The first hour is dedicated to this period with the regular injection of historical context via tragedy and/or against all odds elation. Mares shows off his trophy room and explains how he can’t choose just one as the “best” (stick around during the credits for a hilarious call back to this scene). Loffredo details his meticulous training regimen of marking his table to pick apart opponents’ defenses. And Rue introduces his family of champions with wife Keisha and daughter Sullivan each having trophies to their names. Add Cindy’s background as a forty-time world victor with Tony playing for an undefeated season and the storylines are plenty and intriguing. By the time the tournament begins (the final thirty minutes), it’s difficult to cope with knowing only one can win.
It’s also completely captivating, though, since we have no clue how it all shakes out. Six-time runner-up Mares looks to finally take the crown while Tony seeks to tie the world record for most men’s IFP single’s titles. Terry hopes to transfer his previous year’s win in doubles (with Mares no less) to the singles bracket while Cindy tries to extend her domination of the sport against young up-and-comers. Ryan is desperate to step out of Tony’s shadow and become world number one while Todd continues to defy the odds despite newer athletes speeding the game up like he couldn’t imagine back in the day. And since they’re all the best of the best, we know they’ll have to beat each other to advance. The suspense is real.

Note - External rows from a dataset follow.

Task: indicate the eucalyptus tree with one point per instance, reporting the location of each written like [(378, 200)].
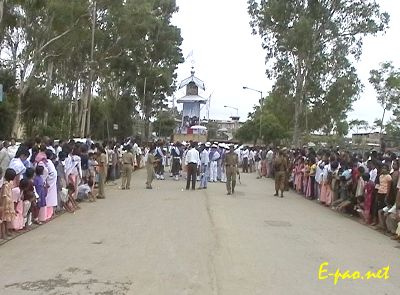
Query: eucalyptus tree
[(386, 82), (309, 48), (38, 26)]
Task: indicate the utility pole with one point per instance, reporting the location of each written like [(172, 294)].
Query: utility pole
[(91, 72), (261, 107)]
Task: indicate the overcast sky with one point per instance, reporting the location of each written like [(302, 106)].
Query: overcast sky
[(227, 56)]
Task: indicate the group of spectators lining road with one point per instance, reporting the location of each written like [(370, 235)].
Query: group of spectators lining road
[(363, 185), (39, 178)]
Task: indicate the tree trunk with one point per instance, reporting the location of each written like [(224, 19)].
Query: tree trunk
[(15, 132), (298, 103), (48, 89)]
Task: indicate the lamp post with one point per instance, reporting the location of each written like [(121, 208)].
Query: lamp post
[(235, 119), (237, 110), (261, 105)]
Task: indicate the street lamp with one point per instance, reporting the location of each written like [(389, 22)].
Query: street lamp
[(237, 110), (261, 105)]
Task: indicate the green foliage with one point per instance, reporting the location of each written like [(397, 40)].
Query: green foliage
[(164, 124), (46, 45), (309, 46), (386, 82)]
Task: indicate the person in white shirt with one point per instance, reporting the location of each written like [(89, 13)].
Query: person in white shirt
[(4, 157), (214, 157), (270, 160), (192, 160), (12, 148)]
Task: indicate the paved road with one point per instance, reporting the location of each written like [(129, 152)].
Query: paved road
[(169, 241)]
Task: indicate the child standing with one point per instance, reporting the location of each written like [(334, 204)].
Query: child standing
[(150, 162), (85, 191), (41, 190), (7, 212)]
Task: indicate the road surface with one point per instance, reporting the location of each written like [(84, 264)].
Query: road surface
[(171, 241)]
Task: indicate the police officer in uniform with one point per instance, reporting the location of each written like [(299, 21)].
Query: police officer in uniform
[(280, 166), (128, 162), (231, 161)]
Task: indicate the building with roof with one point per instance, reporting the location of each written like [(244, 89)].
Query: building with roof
[(192, 102)]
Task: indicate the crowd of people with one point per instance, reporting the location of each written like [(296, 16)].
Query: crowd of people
[(362, 185), (39, 178)]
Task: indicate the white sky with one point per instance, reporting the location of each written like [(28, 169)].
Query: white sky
[(227, 56)]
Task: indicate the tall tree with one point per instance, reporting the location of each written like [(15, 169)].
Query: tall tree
[(309, 44), (386, 81)]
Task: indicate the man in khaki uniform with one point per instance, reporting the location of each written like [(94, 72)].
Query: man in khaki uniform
[(280, 166), (128, 162), (102, 172), (231, 161)]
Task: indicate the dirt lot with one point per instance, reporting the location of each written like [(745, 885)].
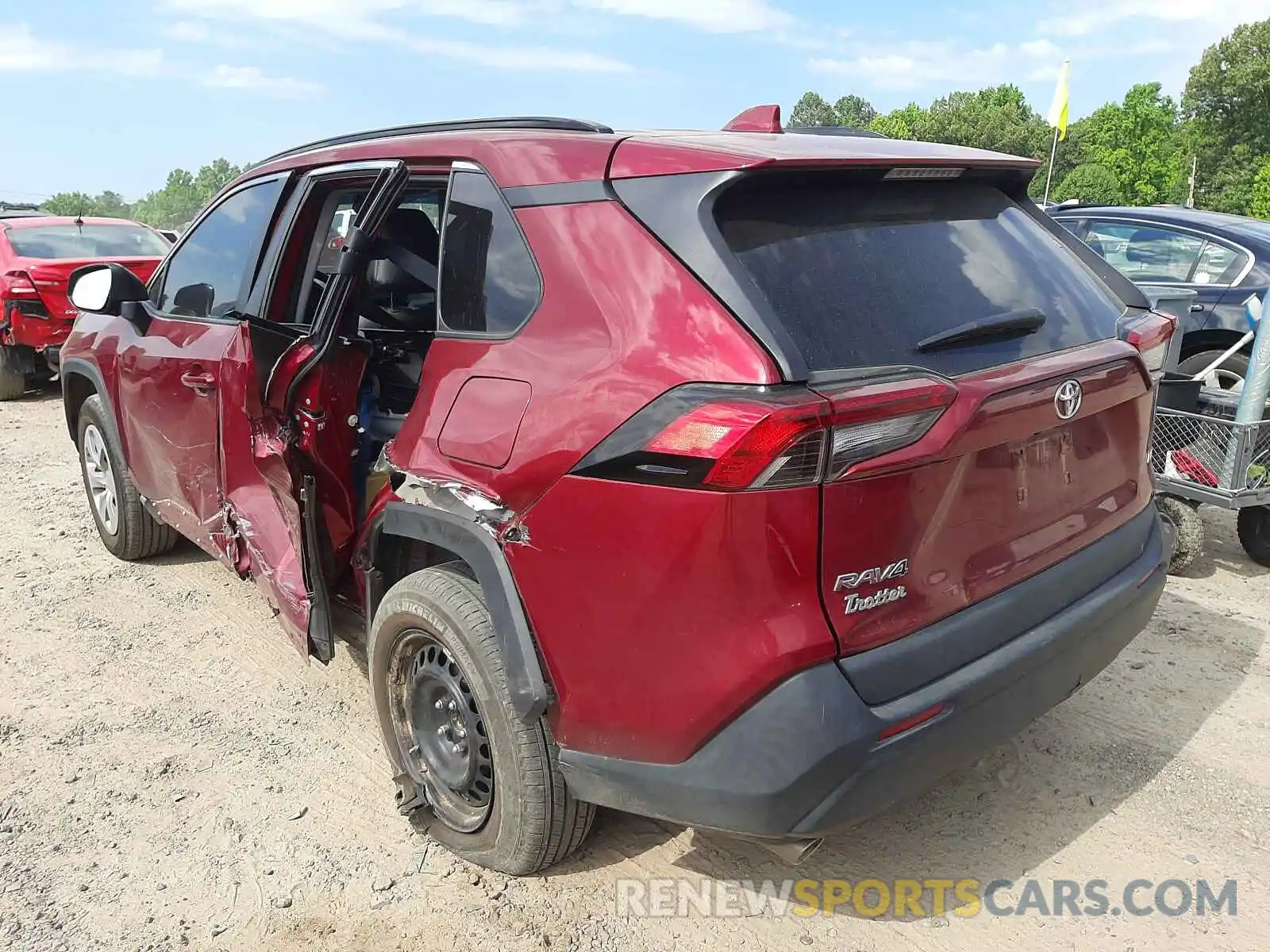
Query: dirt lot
[(175, 774)]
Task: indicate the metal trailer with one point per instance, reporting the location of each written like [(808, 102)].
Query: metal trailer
[(1200, 456)]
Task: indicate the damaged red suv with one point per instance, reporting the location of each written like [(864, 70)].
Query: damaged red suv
[(38, 251), (749, 479)]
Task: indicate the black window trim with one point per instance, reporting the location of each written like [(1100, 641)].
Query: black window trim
[(464, 165), (1185, 230), (679, 211), (258, 251)]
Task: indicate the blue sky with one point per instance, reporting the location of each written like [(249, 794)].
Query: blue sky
[(114, 94)]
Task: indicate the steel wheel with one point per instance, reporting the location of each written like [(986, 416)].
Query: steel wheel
[(441, 731), (103, 486)]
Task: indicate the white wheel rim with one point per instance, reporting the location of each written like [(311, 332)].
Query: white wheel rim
[(102, 486)]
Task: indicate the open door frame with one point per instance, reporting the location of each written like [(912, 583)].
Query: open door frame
[(273, 511)]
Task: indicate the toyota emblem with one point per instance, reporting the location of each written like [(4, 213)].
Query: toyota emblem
[(1067, 399)]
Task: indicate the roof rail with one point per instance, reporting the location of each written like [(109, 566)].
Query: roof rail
[(757, 118), (835, 131), (514, 122)]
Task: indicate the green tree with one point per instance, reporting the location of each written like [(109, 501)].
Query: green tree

Credit Heslinga and his subjects for this because they each endear themselves and the game to the audience. It would have been easier to put together a pure biography of the sport, but you’d lose the excitement and enthusiasm these current masters all bring. They feel like a family (when not head-to-head at a table with money on the line) because they know how precarious this ecosystem is. While players like Frédéric Collignon in Europe have been able to maintain interest due to the continent’s love of all things soccer, Americans must be selective since keeping their skills up can’t interfere with keeping their mouths fed. Like Terry says later on, though, it’s worth it to say you’re the first/second/third best in the world. That carries weight.
Foosballers played at the Buffalo International Film Festival.